Nothing Cosmetic About oakland and Stacy NKR EP ‘smooth fm’ Dropping Tomorrow
- Valentina Reynolds
- Sep 2
- 2 min read
Updated: Oct 16

Clock hits midnight, but the record doesn’t feel like nightcap music. “Intro” creeps in with low static, a voice in half-shadow, setting a pulse you can’t quite place yet. Then Stacy NKR cuts through. Not a soft entry. A step onto the floorboards. The air tightens, and suddenly smooth fm isn’t a title it’s a frequency you’ve been tuned into without knowing.
By the second track, “your eyes,” oakland’s production opens up like cracked neon light. Keys ripple, bass hums low, drums keep their distance but stay sharp. Stacy rides it like she’s talking straight at someone across a small room, not a microphone. Cadence clipped, words leaving just enough space for silence to sting. The kind of delivery that makes you think she’s done and then she doubles back with another line before you can breathe.

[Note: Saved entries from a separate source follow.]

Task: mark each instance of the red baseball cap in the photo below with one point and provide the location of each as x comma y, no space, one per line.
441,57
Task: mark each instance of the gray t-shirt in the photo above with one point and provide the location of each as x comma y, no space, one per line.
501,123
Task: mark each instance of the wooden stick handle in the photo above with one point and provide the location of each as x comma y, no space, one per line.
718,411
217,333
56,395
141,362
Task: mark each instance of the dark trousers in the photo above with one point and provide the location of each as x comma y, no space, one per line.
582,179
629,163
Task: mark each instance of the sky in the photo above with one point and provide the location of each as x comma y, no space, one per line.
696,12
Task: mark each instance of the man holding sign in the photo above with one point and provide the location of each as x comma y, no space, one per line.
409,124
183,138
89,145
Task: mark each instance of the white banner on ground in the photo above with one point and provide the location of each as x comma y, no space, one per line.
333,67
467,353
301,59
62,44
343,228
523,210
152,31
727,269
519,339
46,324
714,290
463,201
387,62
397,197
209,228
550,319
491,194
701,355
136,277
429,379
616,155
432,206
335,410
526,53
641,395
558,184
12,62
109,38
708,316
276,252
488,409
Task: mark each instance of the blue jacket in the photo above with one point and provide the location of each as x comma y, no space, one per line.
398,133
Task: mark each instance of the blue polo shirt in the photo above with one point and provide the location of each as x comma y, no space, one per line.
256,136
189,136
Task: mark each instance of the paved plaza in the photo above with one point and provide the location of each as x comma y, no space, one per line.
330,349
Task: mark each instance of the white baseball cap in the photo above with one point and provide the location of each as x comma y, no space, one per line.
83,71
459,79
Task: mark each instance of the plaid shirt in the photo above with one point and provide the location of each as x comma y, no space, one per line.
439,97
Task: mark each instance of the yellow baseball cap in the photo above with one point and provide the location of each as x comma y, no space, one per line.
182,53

The EP never stays in one shape. “love is real” doesn’t posture with sentimentality it lands heavy, like she’s looking in the mirror with the lights too bright. oakland laces in chords that wobble between comfort and tension, leaving Stacy’s voice to decide which way it tips. When she raps about worth, it’s not concept, it’s currency. Every bar feels like it costs something to say.

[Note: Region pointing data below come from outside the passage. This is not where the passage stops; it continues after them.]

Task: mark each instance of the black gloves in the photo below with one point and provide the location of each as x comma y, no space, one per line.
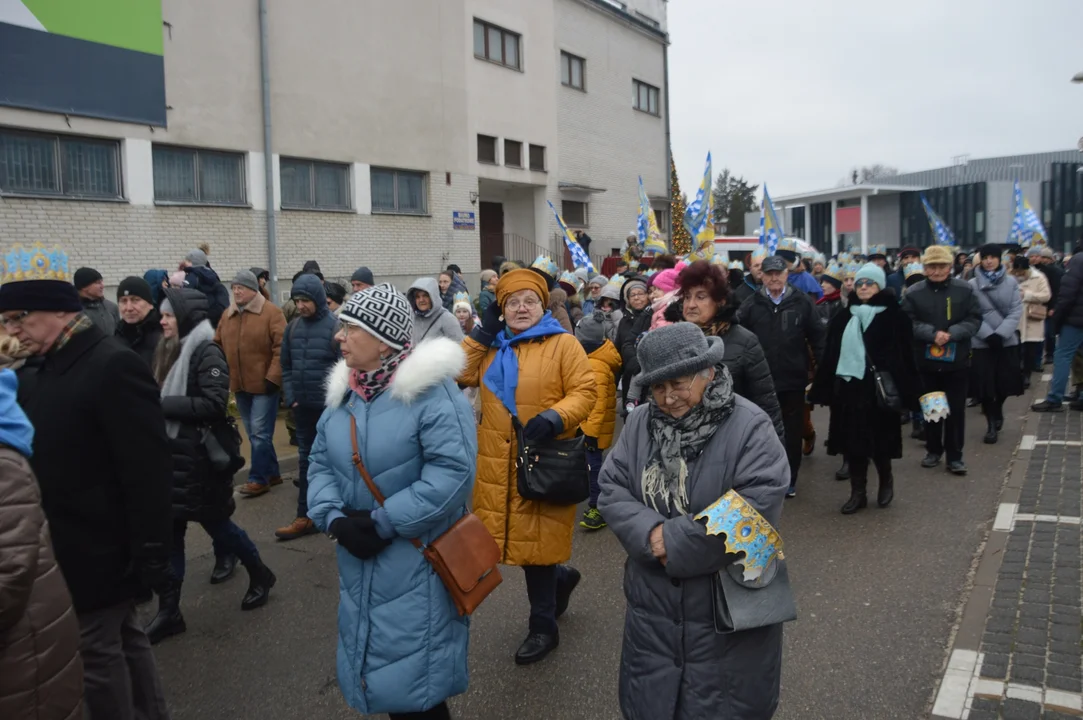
538,430
356,533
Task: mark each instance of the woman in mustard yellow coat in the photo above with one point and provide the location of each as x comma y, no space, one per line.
527,365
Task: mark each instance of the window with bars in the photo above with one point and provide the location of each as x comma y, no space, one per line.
572,70
400,192
314,185
184,174
496,44
574,213
59,166
646,97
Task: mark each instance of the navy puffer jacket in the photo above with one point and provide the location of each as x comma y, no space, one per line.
309,350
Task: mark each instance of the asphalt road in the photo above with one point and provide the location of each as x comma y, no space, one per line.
876,592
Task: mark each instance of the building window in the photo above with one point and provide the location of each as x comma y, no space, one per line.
496,44
314,185
486,149
574,213
60,166
537,157
512,153
183,174
646,97
572,70
400,191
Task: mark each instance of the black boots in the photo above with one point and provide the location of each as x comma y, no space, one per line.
859,479
169,620
260,581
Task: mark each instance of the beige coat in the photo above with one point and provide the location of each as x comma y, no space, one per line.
1035,292
40,666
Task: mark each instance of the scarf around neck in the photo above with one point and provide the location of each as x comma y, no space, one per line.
851,356
677,441
501,377
369,383
175,383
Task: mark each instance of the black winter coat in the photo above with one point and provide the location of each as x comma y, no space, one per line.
952,306
102,459
142,337
787,332
858,427
1069,308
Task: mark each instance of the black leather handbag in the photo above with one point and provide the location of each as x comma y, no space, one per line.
553,471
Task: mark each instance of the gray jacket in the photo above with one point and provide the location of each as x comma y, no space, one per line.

“cosmetic” is where their chemistry feels most exposed. A beat stripped to bone, rhythm dry enough that every word scuffs against it. Stacy drags the vowels, forces them to linger like smoke curling too close. You can almost picture the studio air thick, faders nudged milli meter by milli meter until the track sat exactly where they needed it close, unflinching, bare.

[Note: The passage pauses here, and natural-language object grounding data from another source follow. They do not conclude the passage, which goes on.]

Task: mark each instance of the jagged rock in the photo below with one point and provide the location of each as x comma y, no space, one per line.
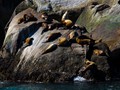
66,61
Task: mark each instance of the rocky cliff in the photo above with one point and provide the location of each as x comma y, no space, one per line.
42,44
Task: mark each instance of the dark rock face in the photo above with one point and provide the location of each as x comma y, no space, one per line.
31,53
6,10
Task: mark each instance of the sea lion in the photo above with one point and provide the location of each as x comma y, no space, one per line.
26,18
44,15
50,48
87,66
66,22
97,52
53,36
28,40
83,40
45,27
73,35
102,7
62,41
103,47
29,17
82,29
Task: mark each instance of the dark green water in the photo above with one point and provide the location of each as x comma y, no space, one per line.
65,86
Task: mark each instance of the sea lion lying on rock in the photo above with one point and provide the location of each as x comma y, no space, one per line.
26,18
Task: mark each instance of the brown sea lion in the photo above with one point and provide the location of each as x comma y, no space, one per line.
97,52
29,17
67,22
53,36
73,35
50,48
103,47
45,27
83,40
62,41
26,18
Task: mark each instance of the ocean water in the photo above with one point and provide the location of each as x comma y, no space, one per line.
61,86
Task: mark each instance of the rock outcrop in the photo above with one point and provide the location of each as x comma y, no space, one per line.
38,46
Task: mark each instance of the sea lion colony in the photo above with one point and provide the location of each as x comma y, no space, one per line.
77,35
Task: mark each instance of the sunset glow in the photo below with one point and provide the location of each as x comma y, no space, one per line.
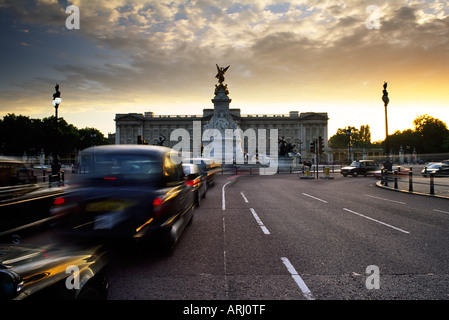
160,56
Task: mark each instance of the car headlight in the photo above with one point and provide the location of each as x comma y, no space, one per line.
10,284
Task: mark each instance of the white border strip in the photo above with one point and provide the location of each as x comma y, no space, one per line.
367,195
301,284
385,224
308,195
223,199
264,229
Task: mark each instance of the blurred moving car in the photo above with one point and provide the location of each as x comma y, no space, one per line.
23,202
439,169
196,178
362,167
127,191
47,273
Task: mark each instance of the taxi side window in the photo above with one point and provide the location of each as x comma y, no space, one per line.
172,172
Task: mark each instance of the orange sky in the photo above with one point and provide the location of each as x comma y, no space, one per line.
160,56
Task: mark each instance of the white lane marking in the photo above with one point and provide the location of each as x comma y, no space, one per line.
244,198
440,211
223,198
367,195
264,229
301,284
308,195
385,224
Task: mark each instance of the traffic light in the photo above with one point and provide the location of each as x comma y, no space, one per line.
312,147
320,145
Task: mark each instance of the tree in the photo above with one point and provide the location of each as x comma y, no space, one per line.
20,134
433,134
359,138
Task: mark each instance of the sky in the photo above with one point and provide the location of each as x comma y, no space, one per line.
160,56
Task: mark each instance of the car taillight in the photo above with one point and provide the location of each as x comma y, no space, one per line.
61,206
192,182
157,202
58,201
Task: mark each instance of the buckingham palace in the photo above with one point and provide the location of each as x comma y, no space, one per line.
300,129
296,129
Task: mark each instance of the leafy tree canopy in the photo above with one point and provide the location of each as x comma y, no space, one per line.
21,134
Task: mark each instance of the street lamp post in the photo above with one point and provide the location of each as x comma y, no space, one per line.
56,166
387,164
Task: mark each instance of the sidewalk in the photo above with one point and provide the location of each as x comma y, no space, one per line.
420,186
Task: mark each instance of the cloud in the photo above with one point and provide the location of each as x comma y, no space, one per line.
148,52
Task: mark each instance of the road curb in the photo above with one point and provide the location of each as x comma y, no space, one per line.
379,184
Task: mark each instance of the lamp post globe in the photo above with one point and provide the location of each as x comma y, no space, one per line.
387,163
56,166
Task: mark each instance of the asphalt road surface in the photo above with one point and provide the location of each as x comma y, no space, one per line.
259,238
281,238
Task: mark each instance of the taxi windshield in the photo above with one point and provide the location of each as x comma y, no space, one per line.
119,166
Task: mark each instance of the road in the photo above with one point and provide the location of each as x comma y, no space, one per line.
257,238
282,238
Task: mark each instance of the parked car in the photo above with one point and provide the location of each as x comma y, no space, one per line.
362,167
440,169
197,179
47,273
127,191
23,202
397,171
209,166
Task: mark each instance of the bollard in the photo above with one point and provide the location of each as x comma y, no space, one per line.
432,189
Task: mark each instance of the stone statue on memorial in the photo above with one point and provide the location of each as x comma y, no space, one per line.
221,71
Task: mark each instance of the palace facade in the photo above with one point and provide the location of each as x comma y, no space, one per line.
299,129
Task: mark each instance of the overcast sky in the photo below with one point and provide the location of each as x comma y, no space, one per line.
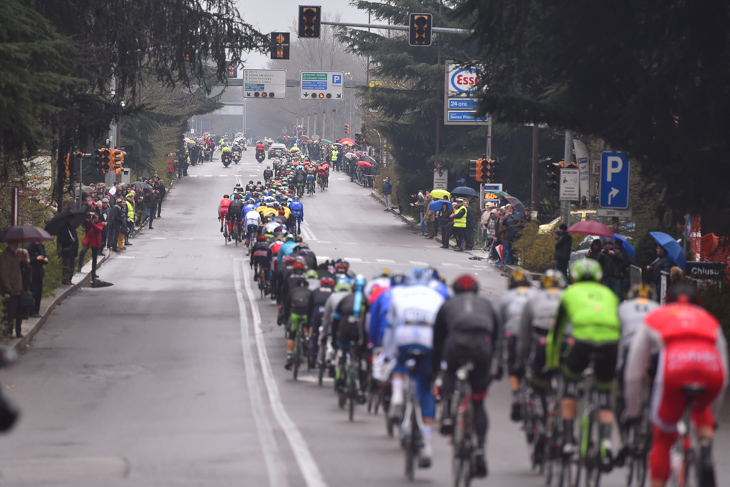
278,15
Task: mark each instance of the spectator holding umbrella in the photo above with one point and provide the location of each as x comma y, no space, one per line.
38,261
11,284
68,248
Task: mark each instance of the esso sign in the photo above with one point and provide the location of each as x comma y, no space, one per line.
465,80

Then “relapse.” Temptation written into the rhythm itself: drums stagger, bass line lurches, a loop that sounds like it wants to pull you back even when you’re trying to step out. Stacy raps in a way that makes the cycle feel endless the bar comes around again, the story repeats, the trap is in the loop. oakland doesn’t decorate the beat; he makes it ache.
By the closer, “goodnight,” you realize the project has been running like one long conversation interruptions, flashes of warmth, sharp edges of regret. oakland pushes the production wide open here, almost cinematic, but Stacy cuts straight through the mist. No soft fade, no lullaby. Just a voice making sure you’re still awake when the last note drops.
The weight of smooth fm is that it feels lived in. South East stairwells where lyrics bounced off brick. Ghanaian hi-life spilling from home speakers. Mary J. and Jill Scott teaching texture before Stacy ever touched a mic. And now, oakland, who’s built soundscapes sturdy enough to hold her voice without softening it. Their worlds lock together not by smoothing edges but by letting them scrape.
Nothing here plays for the algorithm. The sequencing, the sonic choices, the restraint they’re not angling for slots, they’re building a catalogue that demands replay in real rooms. The EP doesn’t ask for belief. It trusts you’ll hear it and know.
And when the last track cuts, it doesn’t close the story. It leaves you with the hiss of speakers cooling down, like someone’s still in the room, waiting for you to say the next word.